Winter grabbed Biggs and hauled him towards the far side of the courtyard. “Move it, junior,” she said in mid-run. Spratt wasn’t far behind as they all ran for the left door.
Spratt half jokingly said to Biggs, “Didn’t your momma ever tell you nothing’s more dangerous than an injured animal?”
The two prison guards were coming to their feet as Big Foot closed in. Surprising everyone in the courtyard, the creature leapt over their heads and landed with cat-like grace. Instead of Winter, Biggs and Spratt being between the guards and Big Foot, the beast had dropped down as the ‘monkey in the middle.’ Big Foot slammed a mammoth fist into a guard. This sent the screaming man careening across the courtyard into a tangle of shattered limbs. The beast snatched the other up in its giant paws.
Finally, several more guards stumbled through the outside entrance of the jail. They held back as none seemed anxious to engage Big Foot again.
Winter picked up a chunk of cobblestone the size of a softball. She took a moment to test its weight, and then hurled it at the beast. The rock smashed into the creature’s temple knocking it to the ground in a stunned heap. The guard that the Big Foot was holding tumbled through the air and landed at Biggs’ feet.

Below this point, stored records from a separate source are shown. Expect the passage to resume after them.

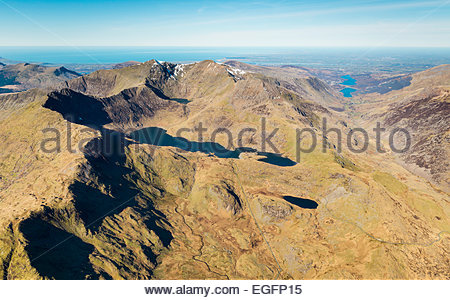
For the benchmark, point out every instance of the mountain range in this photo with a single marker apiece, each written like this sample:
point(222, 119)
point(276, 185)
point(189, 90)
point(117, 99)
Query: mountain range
point(97, 183)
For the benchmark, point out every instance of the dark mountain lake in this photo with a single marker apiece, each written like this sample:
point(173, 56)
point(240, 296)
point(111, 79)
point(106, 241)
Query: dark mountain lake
point(301, 202)
point(347, 92)
point(349, 81)
point(159, 137)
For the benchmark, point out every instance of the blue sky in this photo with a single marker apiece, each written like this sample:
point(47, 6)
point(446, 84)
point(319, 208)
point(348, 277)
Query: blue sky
point(226, 23)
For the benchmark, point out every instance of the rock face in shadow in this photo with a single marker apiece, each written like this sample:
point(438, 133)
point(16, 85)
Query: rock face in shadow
point(78, 108)
point(56, 253)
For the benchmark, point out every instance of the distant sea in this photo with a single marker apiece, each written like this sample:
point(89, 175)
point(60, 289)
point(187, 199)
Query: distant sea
point(349, 60)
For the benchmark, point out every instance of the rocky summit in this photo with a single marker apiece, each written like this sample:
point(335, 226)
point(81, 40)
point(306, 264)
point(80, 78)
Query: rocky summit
point(208, 171)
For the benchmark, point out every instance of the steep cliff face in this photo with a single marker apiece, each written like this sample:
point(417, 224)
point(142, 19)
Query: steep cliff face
point(423, 110)
point(95, 200)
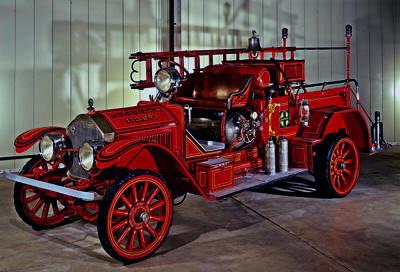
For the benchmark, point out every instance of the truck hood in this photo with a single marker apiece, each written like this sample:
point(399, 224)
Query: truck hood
point(138, 118)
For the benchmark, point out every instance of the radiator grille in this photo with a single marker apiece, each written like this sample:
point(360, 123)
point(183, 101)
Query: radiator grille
point(163, 138)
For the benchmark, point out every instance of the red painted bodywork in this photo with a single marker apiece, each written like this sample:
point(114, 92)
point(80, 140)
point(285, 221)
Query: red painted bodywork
point(154, 136)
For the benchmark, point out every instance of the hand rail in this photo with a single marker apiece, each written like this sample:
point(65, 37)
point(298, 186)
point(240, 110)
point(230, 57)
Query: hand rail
point(356, 93)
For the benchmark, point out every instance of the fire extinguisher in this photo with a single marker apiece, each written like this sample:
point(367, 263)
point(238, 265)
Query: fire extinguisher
point(377, 131)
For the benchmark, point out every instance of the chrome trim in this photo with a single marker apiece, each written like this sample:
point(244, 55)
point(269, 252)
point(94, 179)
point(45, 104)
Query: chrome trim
point(87, 196)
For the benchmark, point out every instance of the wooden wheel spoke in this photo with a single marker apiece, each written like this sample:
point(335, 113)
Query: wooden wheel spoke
point(157, 205)
point(144, 191)
point(32, 198)
point(346, 154)
point(337, 181)
point(125, 201)
point(142, 238)
point(157, 218)
point(134, 193)
point(349, 161)
point(132, 238)
point(150, 230)
point(120, 213)
point(342, 148)
point(343, 178)
point(55, 207)
point(38, 205)
point(123, 235)
point(45, 211)
point(152, 196)
point(121, 224)
point(347, 171)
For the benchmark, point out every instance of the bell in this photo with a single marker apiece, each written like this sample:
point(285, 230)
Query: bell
point(254, 43)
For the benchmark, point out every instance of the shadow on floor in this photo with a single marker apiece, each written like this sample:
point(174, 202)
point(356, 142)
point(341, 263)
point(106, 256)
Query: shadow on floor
point(295, 186)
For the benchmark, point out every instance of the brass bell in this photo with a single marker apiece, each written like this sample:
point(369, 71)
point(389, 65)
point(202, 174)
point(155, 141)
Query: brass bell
point(254, 43)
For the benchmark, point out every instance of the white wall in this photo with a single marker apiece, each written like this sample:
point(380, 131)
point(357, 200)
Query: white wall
point(55, 54)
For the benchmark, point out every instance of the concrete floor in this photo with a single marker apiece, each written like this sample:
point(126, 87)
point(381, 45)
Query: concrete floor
point(284, 227)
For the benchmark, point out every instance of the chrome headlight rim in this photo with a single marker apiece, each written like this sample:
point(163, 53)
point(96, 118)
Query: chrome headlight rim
point(87, 154)
point(167, 79)
point(51, 146)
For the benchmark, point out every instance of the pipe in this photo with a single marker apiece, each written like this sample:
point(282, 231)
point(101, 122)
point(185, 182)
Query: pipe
point(171, 25)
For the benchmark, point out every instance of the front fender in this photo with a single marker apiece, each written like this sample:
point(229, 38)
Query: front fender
point(128, 154)
point(27, 139)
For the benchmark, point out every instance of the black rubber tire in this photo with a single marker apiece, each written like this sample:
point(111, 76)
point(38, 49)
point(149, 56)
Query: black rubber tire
point(321, 167)
point(103, 212)
point(28, 167)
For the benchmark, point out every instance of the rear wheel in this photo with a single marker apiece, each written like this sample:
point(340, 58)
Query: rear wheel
point(37, 207)
point(337, 167)
point(135, 216)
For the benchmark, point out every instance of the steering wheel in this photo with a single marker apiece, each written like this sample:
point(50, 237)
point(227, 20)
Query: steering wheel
point(186, 72)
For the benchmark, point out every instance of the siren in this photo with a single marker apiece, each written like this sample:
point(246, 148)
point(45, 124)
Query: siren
point(254, 44)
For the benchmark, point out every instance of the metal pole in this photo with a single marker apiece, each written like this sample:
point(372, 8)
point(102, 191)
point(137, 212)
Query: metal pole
point(171, 25)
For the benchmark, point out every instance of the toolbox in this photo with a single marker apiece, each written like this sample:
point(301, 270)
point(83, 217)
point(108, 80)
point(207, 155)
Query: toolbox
point(215, 174)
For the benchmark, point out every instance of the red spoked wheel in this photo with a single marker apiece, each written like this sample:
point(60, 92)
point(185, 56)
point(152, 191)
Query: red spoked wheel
point(38, 208)
point(340, 167)
point(135, 216)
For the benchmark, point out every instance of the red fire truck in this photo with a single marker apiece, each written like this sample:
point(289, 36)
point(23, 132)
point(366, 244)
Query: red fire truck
point(224, 127)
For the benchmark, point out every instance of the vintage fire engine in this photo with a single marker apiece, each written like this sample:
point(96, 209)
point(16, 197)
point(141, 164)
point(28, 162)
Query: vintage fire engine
point(249, 120)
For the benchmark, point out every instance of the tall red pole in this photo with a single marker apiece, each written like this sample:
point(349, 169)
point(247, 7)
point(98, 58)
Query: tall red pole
point(349, 33)
point(285, 34)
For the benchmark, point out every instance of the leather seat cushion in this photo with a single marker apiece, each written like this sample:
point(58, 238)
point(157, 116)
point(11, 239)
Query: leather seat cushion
point(218, 86)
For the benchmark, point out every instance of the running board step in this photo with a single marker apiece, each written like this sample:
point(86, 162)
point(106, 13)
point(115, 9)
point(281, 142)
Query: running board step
point(87, 196)
point(257, 179)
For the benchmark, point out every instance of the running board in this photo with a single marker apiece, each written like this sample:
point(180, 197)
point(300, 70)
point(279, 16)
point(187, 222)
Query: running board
point(257, 179)
point(87, 196)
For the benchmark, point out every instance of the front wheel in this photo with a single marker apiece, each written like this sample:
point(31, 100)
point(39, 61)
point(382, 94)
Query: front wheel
point(37, 208)
point(135, 216)
point(337, 167)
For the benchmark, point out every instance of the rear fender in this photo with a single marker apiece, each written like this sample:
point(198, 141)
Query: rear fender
point(327, 122)
point(351, 123)
point(131, 155)
point(27, 139)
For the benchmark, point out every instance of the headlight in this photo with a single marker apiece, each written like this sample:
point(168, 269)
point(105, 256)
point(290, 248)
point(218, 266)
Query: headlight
point(51, 145)
point(87, 154)
point(166, 79)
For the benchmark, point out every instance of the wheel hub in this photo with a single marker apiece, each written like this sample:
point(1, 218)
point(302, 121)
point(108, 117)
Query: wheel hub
point(138, 215)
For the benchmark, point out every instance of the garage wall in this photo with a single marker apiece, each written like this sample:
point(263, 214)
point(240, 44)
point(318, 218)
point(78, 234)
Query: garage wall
point(55, 54)
point(376, 40)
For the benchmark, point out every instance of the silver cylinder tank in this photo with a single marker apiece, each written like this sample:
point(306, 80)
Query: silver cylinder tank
point(270, 157)
point(283, 155)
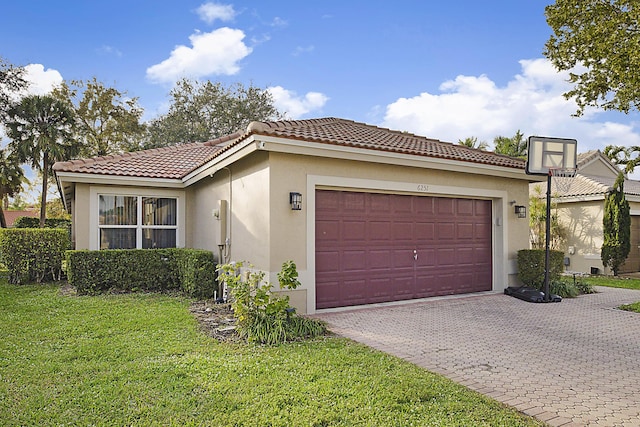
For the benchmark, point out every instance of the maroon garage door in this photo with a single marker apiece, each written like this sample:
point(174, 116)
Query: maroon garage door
point(384, 247)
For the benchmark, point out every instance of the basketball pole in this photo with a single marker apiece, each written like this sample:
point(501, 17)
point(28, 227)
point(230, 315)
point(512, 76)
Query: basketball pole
point(547, 297)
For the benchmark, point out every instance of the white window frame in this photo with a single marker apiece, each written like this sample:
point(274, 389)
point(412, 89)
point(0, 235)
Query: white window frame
point(94, 208)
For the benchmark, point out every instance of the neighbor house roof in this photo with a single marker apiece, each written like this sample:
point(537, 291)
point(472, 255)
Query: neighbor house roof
point(588, 185)
point(177, 161)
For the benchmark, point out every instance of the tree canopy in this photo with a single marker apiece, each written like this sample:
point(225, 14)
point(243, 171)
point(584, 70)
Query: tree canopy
point(41, 133)
point(516, 146)
point(11, 179)
point(601, 38)
point(616, 227)
point(11, 81)
point(201, 111)
point(107, 121)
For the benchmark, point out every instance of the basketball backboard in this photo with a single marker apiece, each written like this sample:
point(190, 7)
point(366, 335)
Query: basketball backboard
point(544, 153)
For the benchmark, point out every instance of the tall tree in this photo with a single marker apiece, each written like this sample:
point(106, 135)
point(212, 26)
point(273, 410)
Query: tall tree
point(516, 146)
point(11, 179)
point(11, 82)
point(107, 121)
point(472, 142)
point(616, 227)
point(603, 37)
point(41, 130)
point(201, 111)
point(537, 222)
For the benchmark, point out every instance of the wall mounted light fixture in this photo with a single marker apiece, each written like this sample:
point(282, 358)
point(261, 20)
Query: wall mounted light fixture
point(295, 200)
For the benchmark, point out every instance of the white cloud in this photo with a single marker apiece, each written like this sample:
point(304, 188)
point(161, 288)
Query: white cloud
point(299, 50)
point(109, 50)
point(217, 52)
point(295, 106)
point(532, 102)
point(209, 12)
point(41, 81)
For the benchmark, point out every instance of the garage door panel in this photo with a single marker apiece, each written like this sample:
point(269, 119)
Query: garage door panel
point(327, 231)
point(369, 256)
point(354, 261)
point(379, 230)
point(445, 231)
point(354, 230)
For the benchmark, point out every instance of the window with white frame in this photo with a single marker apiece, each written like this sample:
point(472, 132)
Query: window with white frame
point(130, 222)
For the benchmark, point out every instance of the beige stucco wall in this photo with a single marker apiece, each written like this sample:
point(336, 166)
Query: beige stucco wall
point(263, 230)
point(80, 216)
point(291, 231)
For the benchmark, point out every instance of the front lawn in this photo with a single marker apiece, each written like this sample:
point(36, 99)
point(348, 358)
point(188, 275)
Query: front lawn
point(612, 282)
point(141, 360)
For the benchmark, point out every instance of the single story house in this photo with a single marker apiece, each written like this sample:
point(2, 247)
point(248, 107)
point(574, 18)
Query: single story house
point(11, 216)
point(580, 207)
point(368, 214)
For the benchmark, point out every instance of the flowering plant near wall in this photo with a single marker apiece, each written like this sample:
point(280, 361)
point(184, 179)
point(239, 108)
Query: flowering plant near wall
point(262, 316)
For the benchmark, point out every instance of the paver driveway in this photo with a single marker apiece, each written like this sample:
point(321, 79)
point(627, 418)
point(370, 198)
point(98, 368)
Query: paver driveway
point(571, 363)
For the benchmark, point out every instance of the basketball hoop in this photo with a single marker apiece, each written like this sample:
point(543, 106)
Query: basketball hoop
point(562, 178)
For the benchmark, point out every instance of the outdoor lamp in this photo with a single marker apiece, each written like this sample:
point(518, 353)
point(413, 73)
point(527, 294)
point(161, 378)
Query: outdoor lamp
point(521, 211)
point(295, 200)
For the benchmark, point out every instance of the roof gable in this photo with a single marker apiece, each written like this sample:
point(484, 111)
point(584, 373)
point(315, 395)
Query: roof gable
point(178, 161)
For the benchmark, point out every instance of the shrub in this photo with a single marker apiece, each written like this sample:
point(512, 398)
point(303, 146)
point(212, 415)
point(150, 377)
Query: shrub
point(191, 271)
point(263, 317)
point(531, 266)
point(33, 254)
point(584, 287)
point(32, 222)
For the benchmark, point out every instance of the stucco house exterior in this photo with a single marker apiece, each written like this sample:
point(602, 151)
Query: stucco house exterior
point(368, 214)
point(580, 209)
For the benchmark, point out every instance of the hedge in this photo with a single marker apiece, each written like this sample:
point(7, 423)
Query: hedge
point(32, 222)
point(191, 271)
point(33, 254)
point(531, 266)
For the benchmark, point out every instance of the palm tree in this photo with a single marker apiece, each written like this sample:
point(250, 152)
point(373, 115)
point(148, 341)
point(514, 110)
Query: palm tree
point(516, 146)
point(11, 179)
point(472, 142)
point(41, 130)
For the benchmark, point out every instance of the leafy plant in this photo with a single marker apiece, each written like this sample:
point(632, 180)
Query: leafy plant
point(531, 266)
point(262, 316)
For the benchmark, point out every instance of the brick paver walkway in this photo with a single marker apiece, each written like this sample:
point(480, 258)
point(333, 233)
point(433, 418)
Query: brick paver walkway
point(573, 363)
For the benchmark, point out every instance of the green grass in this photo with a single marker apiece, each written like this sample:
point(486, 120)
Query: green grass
point(612, 282)
point(141, 360)
point(635, 307)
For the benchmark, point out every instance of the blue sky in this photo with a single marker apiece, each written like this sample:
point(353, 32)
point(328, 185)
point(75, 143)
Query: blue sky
point(446, 70)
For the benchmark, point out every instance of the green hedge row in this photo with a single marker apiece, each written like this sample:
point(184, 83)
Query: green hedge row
point(531, 266)
point(31, 222)
point(33, 254)
point(191, 271)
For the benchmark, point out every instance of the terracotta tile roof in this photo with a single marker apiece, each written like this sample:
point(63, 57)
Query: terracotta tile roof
point(172, 162)
point(360, 135)
point(11, 216)
point(177, 161)
point(588, 185)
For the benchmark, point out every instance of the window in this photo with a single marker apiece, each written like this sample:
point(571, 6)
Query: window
point(130, 222)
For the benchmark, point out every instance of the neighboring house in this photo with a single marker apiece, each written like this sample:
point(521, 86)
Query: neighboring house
point(581, 208)
point(368, 214)
point(12, 216)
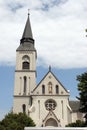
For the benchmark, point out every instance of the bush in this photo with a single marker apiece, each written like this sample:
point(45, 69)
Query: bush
point(16, 122)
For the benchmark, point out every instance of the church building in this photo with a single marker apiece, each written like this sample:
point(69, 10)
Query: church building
point(47, 103)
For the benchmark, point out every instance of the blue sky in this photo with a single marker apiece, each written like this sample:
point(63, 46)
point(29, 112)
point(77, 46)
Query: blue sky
point(58, 28)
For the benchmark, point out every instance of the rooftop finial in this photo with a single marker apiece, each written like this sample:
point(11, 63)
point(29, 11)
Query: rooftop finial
point(28, 12)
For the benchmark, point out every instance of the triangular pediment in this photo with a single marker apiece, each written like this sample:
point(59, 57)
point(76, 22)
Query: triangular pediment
point(50, 85)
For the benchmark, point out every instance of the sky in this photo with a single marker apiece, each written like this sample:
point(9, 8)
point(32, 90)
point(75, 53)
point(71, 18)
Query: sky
point(58, 28)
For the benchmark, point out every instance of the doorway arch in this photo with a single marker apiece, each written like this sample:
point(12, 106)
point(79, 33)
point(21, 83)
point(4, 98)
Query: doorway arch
point(51, 122)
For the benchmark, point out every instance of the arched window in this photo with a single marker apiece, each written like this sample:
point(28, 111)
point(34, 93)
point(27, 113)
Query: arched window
point(43, 89)
point(57, 89)
point(25, 84)
point(50, 104)
point(25, 57)
point(25, 65)
point(24, 108)
point(50, 87)
point(25, 62)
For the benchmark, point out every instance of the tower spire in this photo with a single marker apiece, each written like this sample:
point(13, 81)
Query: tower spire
point(27, 34)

Winter snatched another piece without waiting to see where her first projectile made contact. It was unnecessary. Big Foot sputtered one last breath then didn’t move anymore. “That was unlikely,” she offered.
Biggs slapped her on the back. “You must have cleaned up at the carnival.”
Winter dropped the other piece of cobblestone. “Never won a thing.” Winter sighed as dozens more guards filled the courtyard. “Apparently, I still haven’t won a damn thing.”
Looks of malice on the guards quickly evaporated into reverence. Before anything could be said, they dropped in unison to their knees, bowed their heads, and hummed in unison. The guard Big Foot had dropped crawled right up to them and took turns kissing their boots.
Spratt put his hands on his hips then said, “Anyone feel like we just awed some Ewoks in Return of the Jedi?”
Biggs quipped, “Nah, that’s a ‘you’ thing.”
Winter smiled and said, “Fortunes change so quickly.”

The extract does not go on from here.